What are the challenges for companies?

The market now offers very sophisticated tools to capture dispersed data and in a certain number of cases, completely non-structured data, sometimes in very large volumes, to order it with a view to analysing it. The challenge for companies is to coordinate all the elements in this ecosystem to provide “insights” to its business directors (Marketing, Risk, Sales, Research and Development, Innovation…) that are relevant and generate value.

This is the role given to the Chief Data Officer (when there is one, which is still rare). He or she must understand the important challenges present in the company, they must be at the heart of the strategic thinking (and very much upstream), have a real power of influence and have resources at his or her disposal. He or she is a member of the executive board. He or she discerns the issues to be addressed by Analytics for each business area and coordinates the implementation of the architecture that will industrialise the processes, from the collection of data right through to the delivery of recommendations to the directors. His or her mission is to implement and then manage the analytics “factory” that will best exploit the available data. Of course, he or she will be permanently monitoring the whole “value loop”:

– new subjects that should be addressed to help business directors to improve performance

– data sources that are constantly multiplying and changing (social networks and blogs, for example, are sources that are just starting to be exploitable)

– the means of collecting, storing and extracting this data on demand

– the means of analysing it: the appearance of text mining for example (the ability of algorithms to understand a text in order to extract information from it, then structure that information to analyse it) has allowed the exploitation of discussions on blogs and social networks about “products”

– and again, new subjects that can be addressed thanks to new sources of data and new means of processing it (the loop is complete…).

Many companies, right up to the very largest, are in possession (or have the capacity to possess) data whose potential is absolutely extraordinary. But the dispersal of the information and the lack of mobilisation means that very often they miss out on this value. However, the technical means are now completely virtualisable, very few in-situ infrastructures are necessary, only the brain power and mobilising energy of a CDO are necessary!

The Chief Data Officer’s competencies

This post is of course rare and emerging. As well as the highest technical competencies (linked to Big Data and Analytics technological tools), and of course the seniority acquired in management or director general consultant posts providing a strong culture on the strategic challenges in a company, the Chief Data Officer must also possess distinguishing “behavioural” competencies in leadership.

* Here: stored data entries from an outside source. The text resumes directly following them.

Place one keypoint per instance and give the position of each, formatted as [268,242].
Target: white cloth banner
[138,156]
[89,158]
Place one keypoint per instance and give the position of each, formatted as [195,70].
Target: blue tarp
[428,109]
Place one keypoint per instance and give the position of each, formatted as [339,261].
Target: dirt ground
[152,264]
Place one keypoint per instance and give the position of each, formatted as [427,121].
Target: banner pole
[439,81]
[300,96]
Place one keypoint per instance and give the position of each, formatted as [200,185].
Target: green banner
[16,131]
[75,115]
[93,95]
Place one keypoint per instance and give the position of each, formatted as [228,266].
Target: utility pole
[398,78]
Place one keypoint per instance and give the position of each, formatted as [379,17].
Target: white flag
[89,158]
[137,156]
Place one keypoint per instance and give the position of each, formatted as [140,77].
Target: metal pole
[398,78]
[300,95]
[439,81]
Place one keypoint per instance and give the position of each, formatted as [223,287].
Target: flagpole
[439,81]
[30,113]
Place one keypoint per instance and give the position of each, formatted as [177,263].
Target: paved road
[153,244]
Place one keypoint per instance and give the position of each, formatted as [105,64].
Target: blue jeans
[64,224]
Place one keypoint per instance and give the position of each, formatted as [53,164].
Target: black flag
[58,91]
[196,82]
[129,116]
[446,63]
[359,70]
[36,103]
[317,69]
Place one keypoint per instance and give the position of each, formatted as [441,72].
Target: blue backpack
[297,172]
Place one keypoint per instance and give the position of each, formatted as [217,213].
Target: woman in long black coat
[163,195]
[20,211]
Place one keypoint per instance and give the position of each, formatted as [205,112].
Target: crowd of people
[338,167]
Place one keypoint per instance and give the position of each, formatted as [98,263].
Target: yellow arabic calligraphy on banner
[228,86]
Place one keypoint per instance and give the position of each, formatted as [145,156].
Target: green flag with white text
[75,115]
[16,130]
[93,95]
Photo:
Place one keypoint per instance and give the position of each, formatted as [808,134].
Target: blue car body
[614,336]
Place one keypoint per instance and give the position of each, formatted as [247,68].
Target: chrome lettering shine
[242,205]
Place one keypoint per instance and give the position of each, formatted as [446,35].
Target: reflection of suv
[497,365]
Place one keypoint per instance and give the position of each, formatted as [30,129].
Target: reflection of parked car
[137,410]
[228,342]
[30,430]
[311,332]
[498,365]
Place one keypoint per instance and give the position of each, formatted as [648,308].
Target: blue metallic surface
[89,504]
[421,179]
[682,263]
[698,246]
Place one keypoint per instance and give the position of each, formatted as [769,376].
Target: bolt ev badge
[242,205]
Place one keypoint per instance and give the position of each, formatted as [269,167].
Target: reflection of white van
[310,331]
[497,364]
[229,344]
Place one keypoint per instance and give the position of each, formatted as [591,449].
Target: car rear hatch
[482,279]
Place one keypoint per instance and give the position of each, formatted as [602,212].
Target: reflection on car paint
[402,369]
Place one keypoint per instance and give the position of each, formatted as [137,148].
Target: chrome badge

Uman Partners’ research on this subject has led us to recommend that these executive managers must have a real capacity to be “strategic”; they must have a talent for managing innovation, grasping knowledge on the fly and developing themselves in complex subjects; they must be naturally at ease with senior management in their company… and with the complexity of the organisation. Of course we measure these competencies (and others besides) in order to be as predictive as possible of the success of the talents who, today, are inevitably carrying out different jobs.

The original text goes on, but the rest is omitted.